II.         Die Abgrenzung von nichtwirtschaftlichem und wirtschaftlichem Verein / Nebenzweckprivileg – § 21 BGB-E

 

a) Bei der Frage der Abgrenzung von wirtschaftlichem und nicht wirtschaftlichem Verein hat sich die teleologisch-typologische Methode von Karsten Schmidt in Rechtsprechung und Literatur durchgesetzt. Sie beschreibt anschaulich, wann es sich um einen wirtschaftlichen „Verein“ handelt. Eine Reform des Vereinsrechts sollte diese anerkannte Abgrenzung als Regelbeispiele nunmehr in das BGB aufnehmen, anstatt weiterhin mit unscharfen Begriffen zu arbeiten.

Einer umfassenden Diskussion unter Einbeziehung von Praxis und Wissenschaft sollte auch die sich bei einer Reform des Vereinsrechts aufdrängende Frage des Umgangs mit der hoch umstrittenen Rechtsprechung des BGH im ADAC-Fall vorbehalten bleiben. Hier darf sich der Gesetzgeber nach Auffassung des Deutschen Notarvereins nicht darauf beschränken, die weite Auffassung des BGH kritiklos und ohne vertiefte Auseinandersetzung in der Gesetzesbegründung zu übernehmen.
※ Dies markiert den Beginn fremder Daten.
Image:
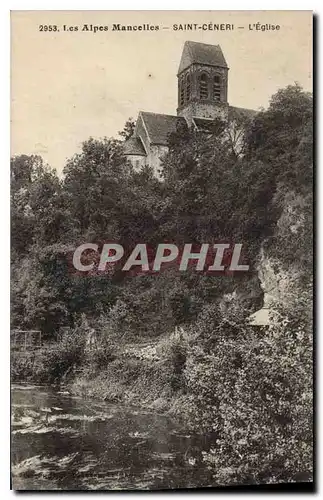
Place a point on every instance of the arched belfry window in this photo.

Dass Vereine in geringem Maße eine wirtschaftliche Tätigkeit selbst und in sicherlich größerem Maße eine solche durch Tochterunternehmen ausüben können sollen, um mit den Erlösen den eigentlichen Vereinszweck zu fördern, ist zwar auch nach Auffassung des Deutschen Notarvereins zu begrüßen.

Doch umgekehrt sind die Grenzen näher zu beleuchten, die für die – möglicherweise aus steuerlich begünstigten Vereinsmitteln stammende – Unterstützung der Tochter­gesellschaften durch den Mutterverein und die dem Rechtsverkehr gegenüber zu wahrende Trennung von nichtwirtschaftlichem Verein und wirtschaftlichem Tochterunternehmen zu ziehen sind. Auch sollten jenseits der Frage Zulässigkeit / Nichtzulässigkeit graduelle Lösungen angedacht werden, die insbesondere bei Großvereinen zu einer größeren Transparenz und einem akzeptablen Einfluss der Mitglieder auf die die Entscheidungen der Tochtergesellschaften führen.
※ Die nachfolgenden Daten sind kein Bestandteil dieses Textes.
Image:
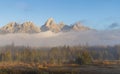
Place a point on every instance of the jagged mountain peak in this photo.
(50, 25)
(13, 27)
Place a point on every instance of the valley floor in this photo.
(32, 68)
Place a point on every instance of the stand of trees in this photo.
(59, 55)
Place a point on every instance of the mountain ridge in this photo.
(50, 25)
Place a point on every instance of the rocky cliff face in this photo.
(50, 25)
(13, 27)
(79, 27)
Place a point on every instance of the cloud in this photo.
(114, 25)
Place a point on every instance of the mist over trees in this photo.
(59, 55)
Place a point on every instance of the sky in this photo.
(98, 14)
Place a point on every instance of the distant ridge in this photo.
(50, 25)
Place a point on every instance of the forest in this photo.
(59, 55)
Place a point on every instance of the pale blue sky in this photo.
(97, 14)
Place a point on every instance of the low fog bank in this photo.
(72, 38)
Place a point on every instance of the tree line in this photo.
(59, 55)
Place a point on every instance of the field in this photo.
(32, 68)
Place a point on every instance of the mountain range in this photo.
(50, 25)
(52, 34)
Insbesondere sollten dabei die neuen Erkenntnisse zur Corporate Governance in diese Überlegungen einfließen. Es gilt etwa zu verhindern, dass die Vereine oder Stiftungen im Rechtsverkehr in vielfältiger Weise missbraucht werden, sei es zur Umgehung von Transparenzvorschriften, sei es durch Verwendung des „Good Wills“ dieser Rechtsformen im Wettbewerb mit den ersichtlich wirtschaftlich geprägten Gesellschaftsformen.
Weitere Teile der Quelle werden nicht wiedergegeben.